After fusion, the hybridoma cells are cultured in a selective medium that allows only the hybridomas to survive. The medium usually contains aminopterin, which prevents the growth of unfused myeloma cells.

● Screening and Clonging
The resulting hybridoma cells are screened for the production of antibodies specific to the target antigen. This is typically done using techniques such as enzyme-linked immunosorbent assay (ELISA), Western blot, immunoprecipitation, and flow cytometry.

Once hybridoma cells producing the antibody are identified, they are cloned to generate a population of identical cells. This ensures that the antibody produced by each hybridoma cell is identical.

5.Antibody Functional Verification
Alpha Lifetech provides antibody functional validation, such as Western blotting, immunohistochemistry, or functional assays, to characterize monoclonal antibodies and confirm antibody specificity, affinity, and functionality.

6.Antibody optimization
Purification of antibodies from culture supernatant using techniques such as protein A or protein G affinity chromatography, and Alpha Lifetech can also provide antibody modification methods to improve antibody affinity.

7.Antibody production
Alpha Lifetech can evaluate candidate antibodies for high-throughput screening applications and large-scale production.

FAQS

1. How to choose the right fusion hybridoma?
During the fusion process, 10-15 96-well microtiter plates are seeded with the fusion hybrid mixture. Each plate is fed HAT-IMDM selection media and maintained in a carbon dioxide incubator at 37 degrees Celsius. 9 - 14 days after the fusion, hybrid supernatants are tested for the presence of the specific antibody of interest.
Fusion of plasma cells with their myeloma counterparts is not 100% effective. Even under optimal conditions and the most effective stimulation, cell fusion still produces a mixture of unconfluent and confluent cells that need to be separated. To improve the efficiency of the selection process, myeloma cells used for fusion lack HGPRT, a key enzyme in the nucleotide salvage pathway. The mixture was then cultured in an HAT medium, where only cells with the HGPRT enzyme, hybridomas that inherited HGPRT from plasma cells, were viable.

2. How to screen hybridoma cell lines for antibody activity?
Evaluation of hybrids is a critical step. Generally, many companies provide hybridoma, clone, and subclone supernate screening by enzyme-linked immunosorbent assay (ELISA), Western blot assay, and fluorescence-activated cell sorting (FACS). To reduce costs, scientists may choose to perform all screening of supernates in their own lab.
Hybridoma supernates to be tested may range from 500 to 1,440 samples and will be ready to test by days 9- 14. They could arise over a three- to five-day period or may all be ready on the same day, so it's important for the client lab to be prepared weeks in advance with working specific secondary screening assays of choice.
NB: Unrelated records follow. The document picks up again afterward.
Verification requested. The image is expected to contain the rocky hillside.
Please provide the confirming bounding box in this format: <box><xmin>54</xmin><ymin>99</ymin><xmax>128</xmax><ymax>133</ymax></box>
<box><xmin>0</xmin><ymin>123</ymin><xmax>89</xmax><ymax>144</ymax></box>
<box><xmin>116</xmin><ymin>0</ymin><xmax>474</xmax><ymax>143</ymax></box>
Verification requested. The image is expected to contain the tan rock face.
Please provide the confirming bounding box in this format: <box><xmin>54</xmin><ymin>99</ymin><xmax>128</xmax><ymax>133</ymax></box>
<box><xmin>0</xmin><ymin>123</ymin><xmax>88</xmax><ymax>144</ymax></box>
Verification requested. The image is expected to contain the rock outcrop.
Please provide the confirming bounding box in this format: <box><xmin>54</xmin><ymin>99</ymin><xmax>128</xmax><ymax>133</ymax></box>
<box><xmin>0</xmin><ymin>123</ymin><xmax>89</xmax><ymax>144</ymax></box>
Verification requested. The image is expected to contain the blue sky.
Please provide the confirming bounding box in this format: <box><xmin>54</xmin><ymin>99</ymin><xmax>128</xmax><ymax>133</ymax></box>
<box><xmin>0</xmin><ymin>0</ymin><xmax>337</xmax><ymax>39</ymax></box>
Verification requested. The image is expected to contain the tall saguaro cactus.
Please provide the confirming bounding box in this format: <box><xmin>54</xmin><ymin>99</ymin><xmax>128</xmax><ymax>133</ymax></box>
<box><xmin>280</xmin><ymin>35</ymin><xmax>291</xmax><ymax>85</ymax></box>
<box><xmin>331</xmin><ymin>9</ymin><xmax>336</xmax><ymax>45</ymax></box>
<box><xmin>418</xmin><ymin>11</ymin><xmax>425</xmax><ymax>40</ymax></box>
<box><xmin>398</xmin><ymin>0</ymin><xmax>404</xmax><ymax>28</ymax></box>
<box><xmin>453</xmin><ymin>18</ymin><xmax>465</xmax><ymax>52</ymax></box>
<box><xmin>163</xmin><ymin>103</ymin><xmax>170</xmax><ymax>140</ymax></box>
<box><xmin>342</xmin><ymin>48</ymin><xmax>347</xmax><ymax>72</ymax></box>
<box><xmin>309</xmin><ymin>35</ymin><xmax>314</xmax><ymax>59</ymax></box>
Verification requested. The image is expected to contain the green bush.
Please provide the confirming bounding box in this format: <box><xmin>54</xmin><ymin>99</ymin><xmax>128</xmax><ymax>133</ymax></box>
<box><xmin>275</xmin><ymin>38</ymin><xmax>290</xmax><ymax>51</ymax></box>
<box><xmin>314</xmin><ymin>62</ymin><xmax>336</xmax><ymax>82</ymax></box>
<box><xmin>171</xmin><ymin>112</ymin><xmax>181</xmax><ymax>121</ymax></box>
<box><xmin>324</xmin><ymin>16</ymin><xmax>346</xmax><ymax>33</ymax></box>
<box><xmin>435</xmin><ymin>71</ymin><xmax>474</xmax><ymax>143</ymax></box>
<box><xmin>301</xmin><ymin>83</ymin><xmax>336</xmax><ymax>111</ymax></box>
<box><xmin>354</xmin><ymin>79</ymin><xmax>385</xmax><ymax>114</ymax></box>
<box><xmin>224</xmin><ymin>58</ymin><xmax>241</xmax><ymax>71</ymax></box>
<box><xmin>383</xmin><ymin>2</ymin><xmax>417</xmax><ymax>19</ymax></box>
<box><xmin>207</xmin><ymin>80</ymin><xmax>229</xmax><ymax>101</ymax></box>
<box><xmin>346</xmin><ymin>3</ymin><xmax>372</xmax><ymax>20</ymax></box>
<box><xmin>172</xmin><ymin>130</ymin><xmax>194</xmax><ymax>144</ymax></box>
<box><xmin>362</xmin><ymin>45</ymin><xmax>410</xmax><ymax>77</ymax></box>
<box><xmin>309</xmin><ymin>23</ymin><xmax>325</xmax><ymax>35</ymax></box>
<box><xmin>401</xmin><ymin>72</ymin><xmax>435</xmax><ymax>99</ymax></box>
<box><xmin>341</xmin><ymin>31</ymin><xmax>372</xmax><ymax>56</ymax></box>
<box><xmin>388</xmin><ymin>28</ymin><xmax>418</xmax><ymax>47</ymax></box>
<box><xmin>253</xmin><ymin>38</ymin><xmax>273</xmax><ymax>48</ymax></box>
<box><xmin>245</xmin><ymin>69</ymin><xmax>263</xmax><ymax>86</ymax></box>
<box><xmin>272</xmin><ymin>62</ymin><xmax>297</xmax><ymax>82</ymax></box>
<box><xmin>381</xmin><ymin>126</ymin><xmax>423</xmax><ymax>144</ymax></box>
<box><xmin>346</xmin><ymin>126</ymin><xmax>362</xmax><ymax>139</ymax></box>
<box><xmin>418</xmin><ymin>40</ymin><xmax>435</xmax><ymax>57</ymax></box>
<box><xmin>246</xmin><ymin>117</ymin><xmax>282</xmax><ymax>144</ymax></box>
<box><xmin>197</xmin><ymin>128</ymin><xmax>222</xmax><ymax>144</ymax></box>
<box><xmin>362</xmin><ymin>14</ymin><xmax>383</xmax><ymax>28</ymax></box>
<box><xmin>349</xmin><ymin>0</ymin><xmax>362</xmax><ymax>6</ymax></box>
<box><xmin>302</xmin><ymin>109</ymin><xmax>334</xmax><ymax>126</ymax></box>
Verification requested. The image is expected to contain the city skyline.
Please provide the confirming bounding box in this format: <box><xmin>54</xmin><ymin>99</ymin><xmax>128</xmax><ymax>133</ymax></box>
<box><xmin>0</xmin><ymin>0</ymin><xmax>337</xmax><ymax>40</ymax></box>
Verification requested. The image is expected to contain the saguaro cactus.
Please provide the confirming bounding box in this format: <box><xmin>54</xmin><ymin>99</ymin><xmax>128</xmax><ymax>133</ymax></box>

3. Why do positive hybridomas need to be subcloned?
After positive Wells were identified during the initial ELISA screening procedure, hybridomas were transferred to a larger volume, i.e., 24-well plates, in preparation for the subcloning procedure. Subcloning of hybridomas is usually performed by a limited dilution method to ensure the isolation of stable monoclones. The method involves diluting hybridoma cultures and dispersing them into 96-well plates to achieve monoclonality (one cell per well). To reduce the risk of developing mixed hybridoma populations, at least two limited dilutions should be performed.

4. What are the benefits and limitations of using hybridoma technology for antibody discovery?
Benefits: Hybrid cell lines have been praised for their ability to produce antibodies with high affinity, stability, and specificity in the most cost-effective manner.
Limitations: In contrast to in vitro antibody generation techniques, the development of hybridomas and their corresponding myeloma fusion partners requires significant time.